A significant chunk of Philly’s CARES Act money is paying for police and prisons

(Miguel Martinez/Billy Penn)

(Miguel Martinez/Billy Penn)

Upwards of a third of Philadelphia’s first round of COVID-19 pandemic relief funds appears to have been spent on staffing costs for city police, prisons, and the fire department.

A little more than $276 million came to Philadelphia last year from the U.S. Department of Treasury as part of the federal CARES Act. How the city should allocate the “Coronavirus Relief Fund” money was far from clear, as the true costs of Philly’s COVID-19 efforts are still an open question — as is the full effect of the economic downturn on the city budget.

Last October, city officials reported plans to allocate around $105 million of the relief cash to cover staffing costs for “public health and public safety.” Mayor Jim Kenney’s administration later acknowledged the oblique phrase encompassed the Philly Police Department, Fire Department, Department of Prisons, and Department of Public Health.

City officials repeatedly declined to disclose to WHYY News exactly how they arrived at that $105 million figure, or explain exactly how it was divided among the four departments.

“We developed an internal estimate, based on the federal grant guidance,” said city spokesperson Kevin Lessard. “We are not prepared to share that just yet, as we’re still assessing where best to charge various types of public health and public safety costs, both of which are still occurring.”

Allocating CARES Act relief toward a combined group of personnel costs — including benefits, overtime, and pension — is allowed under guidelines put out by the U.S. Treasury, which must approve any spending plan, so long as they are “substantially dedicated to public health and public safety efforts for COVID-19 response.”

But the flexibility comes at the price of transparency. It conceals exactly how much relief the city plans to allocate to law enforcement, for example.

Philadelphia officials have insisted since last winter that they could not answer detailed questions about planned use of CARES Act dollars. In March, former Kenney spokesperson Mike Dunn said an analysis about allocating relief money would be done by April. Instead, nearly five months later, the city still has not released these figures.

The administration eventually acknowledged it was using a “proportional” allocation system to come up with the $105 million figure: identifying costs based on the relative size of each eligible department in the city budget.

And the police, fire, and prisons departments dwarf the city’s health department in that regard.
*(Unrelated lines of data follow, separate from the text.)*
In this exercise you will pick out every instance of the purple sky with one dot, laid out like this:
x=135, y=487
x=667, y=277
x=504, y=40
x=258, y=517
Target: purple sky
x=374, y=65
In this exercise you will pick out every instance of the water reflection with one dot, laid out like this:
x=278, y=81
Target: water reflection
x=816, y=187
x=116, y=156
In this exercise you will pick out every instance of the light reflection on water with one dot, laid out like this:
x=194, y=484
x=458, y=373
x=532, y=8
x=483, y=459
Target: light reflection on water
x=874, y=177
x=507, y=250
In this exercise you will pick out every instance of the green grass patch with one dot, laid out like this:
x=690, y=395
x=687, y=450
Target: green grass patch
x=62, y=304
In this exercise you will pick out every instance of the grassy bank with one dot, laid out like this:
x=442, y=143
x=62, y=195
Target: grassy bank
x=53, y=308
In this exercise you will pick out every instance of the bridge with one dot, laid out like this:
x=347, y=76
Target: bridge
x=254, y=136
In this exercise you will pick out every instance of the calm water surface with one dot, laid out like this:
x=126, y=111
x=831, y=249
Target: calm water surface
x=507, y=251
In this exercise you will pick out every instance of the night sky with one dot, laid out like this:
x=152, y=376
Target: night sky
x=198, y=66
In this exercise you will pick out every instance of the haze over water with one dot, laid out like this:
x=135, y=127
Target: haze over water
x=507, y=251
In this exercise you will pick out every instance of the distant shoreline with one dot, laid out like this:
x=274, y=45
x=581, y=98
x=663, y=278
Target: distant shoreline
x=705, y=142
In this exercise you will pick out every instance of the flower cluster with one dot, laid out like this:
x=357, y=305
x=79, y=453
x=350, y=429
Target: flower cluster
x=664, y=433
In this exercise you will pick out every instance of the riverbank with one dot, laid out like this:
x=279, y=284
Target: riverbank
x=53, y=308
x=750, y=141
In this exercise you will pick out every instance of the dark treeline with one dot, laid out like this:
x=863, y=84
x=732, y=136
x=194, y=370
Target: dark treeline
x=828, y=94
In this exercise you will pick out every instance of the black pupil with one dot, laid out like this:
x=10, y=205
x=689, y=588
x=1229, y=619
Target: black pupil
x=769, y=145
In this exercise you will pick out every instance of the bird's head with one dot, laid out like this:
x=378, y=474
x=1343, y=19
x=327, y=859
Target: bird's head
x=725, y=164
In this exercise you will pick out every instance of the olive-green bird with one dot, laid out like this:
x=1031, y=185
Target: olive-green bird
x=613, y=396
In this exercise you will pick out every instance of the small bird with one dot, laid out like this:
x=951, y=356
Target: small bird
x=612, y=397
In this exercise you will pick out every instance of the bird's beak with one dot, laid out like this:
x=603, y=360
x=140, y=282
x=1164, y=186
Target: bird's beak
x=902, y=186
Together, all four departments’ personnel costs amount to about $1.2 billion annually, with health accounting for less than 5% of the total.

Were CARES Act spending proportionally allocated, nearly $100 million of the $105 million would flow towards law enforcement and the fire department — more than a third of the initial federal grant.

Avoiding criticism by keeping spending secret?

Other cities have attracted criticism after disclosing how much COVID-19 relief funding was earmarked for public safety, instead of public health initiatives.

Howard A. Chernick, a professor emeritus of economics at Hunter College, said the flexible nature of the CARES program combined with a police-heavy city budget meant personnel money would almost inevitably go to law enforcement, even amid public calls to reduce that funding.

“My guess is that, of the money that was flexible under the CARES Act, most probably flowed into the police budget,” he said. “And I can see why they wouldn’t want to, you know, publicize that. It’s not really a winning proposition, particularly in a diverse, contested city like Philadelphia or New York.”

Ultimately, CARES Act funding represents just a fraction of the total aid channeled to Philadelphia, following a $1.4 billion infusion this year through the American Rescue Plan that has attracted similar questions about the efficacy of planned spending.

Like many municipalities, Philly is still actively spending down its first round of relief funds, which Chernick said probably contributed to officials’ reluctance to release firm figures. However, reporting from the city indicates it has expended $236 million so far, the majority of the initial allocation. Meanwhile, other federal aid has also flowed to law enforcement.

The PPD saw overtime costs jump 27% in fiscal year 2020, including some expenses that weren’t necessarily connected to the pandemic, like outfitting more officers with Tasers.

A separate $2 million of CARES Act funding was given directly to the Police Department, according to Dunn, the former city spokesperson, largely to cover overtime costs and the purchase of personal protective equipment or other supplies. The U.S. Department of Justice also allocated another $4.8 million in supplemental funding for the Philadelphia police for PPE and cleaning supplies.

City officials repeatedly noted that some job classes were eligible for multiple federal grants, and that some expenses might still be reclassified later on. They now assert they cannot disclose any more details on personnel reimbursements until after the federal window for CARES Act spending closes –– effectively pushing the information release into 202

The city reiterated that’s because it is still deciding how to code ongoing expenses. “We’re following federal guidance to that end and it wouldn’t make financial sense for us to lock in those allocations now,” spokesperson Lessard said last month.

Chernick, the Hunter professor emeritus, said that while allowing COVID-battered municipalities some flexibility in tapping relief funds was a good thing, the issue of transparency is also critical.

“The issue is, when extra money comes in,” Chernick said, “there will be a tendency to use it to cover some of the deep deficits that they have historically incurred.”